The saint was born on the island of Lesbos, in the city of Mithymna (Asia Minor). In early childhood, she was left an orphan, and her relatives gave her over to a monastery for upbringing. The girl came to love the monastic life - removed from the world of sin and temptation - the long church services, the monastery obediences, the rigorous fasting and the untiring prayer. She learned many hymns, prayers and psalms by heart. In 846, when she was already eighteen years old, she set out, with the blessing of the abbess, for a neighboring village on the feast of Christ's Resurrection to visit her sister and to stay there overnight. By night, Arabs fell upon the settlement, took all the inhabitants captive, put them on a ship and in the morning put out to sea.

The brigands put the captives ashore on the desert island of Paros in order to assign a price to each one, after having examined them, and to take them away to a slave market. The Lord helped the young maiden to escape, and the Arabs did not catch up with her. From that time, St. Theoctiste lived for thirty-five years on the island (+881). An ancient church in the name of the Most Holy Theotokos served as her dwelling, and sunflower seeds as her food. She spent the whole time in prayer.

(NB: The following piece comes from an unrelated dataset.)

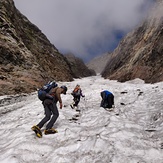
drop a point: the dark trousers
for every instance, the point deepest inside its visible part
(50, 109)
(107, 101)
(76, 100)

Once, a group of hunters landed on the island. One of them, pursuing a prey, went far away from the shore into the forest and suddenly saw the church. He went into the church, in order to offer up a prayer to the Lord. After the prayer, the hunter saw in a semi-dark corner, not far from the holy table, behind a thick cobweb, something like a human figure. He came up closer and heard a voice: "Stay there, O man; come no further. I am ashamed because I am a naked woman." The hunter gave the woman his outer garment, and she came out from her concealment. He saw a grey-haired woman with an emaciated face, who called herself Theoctiste. In a weak voice, she told him about her life, which was full of God's benefactions.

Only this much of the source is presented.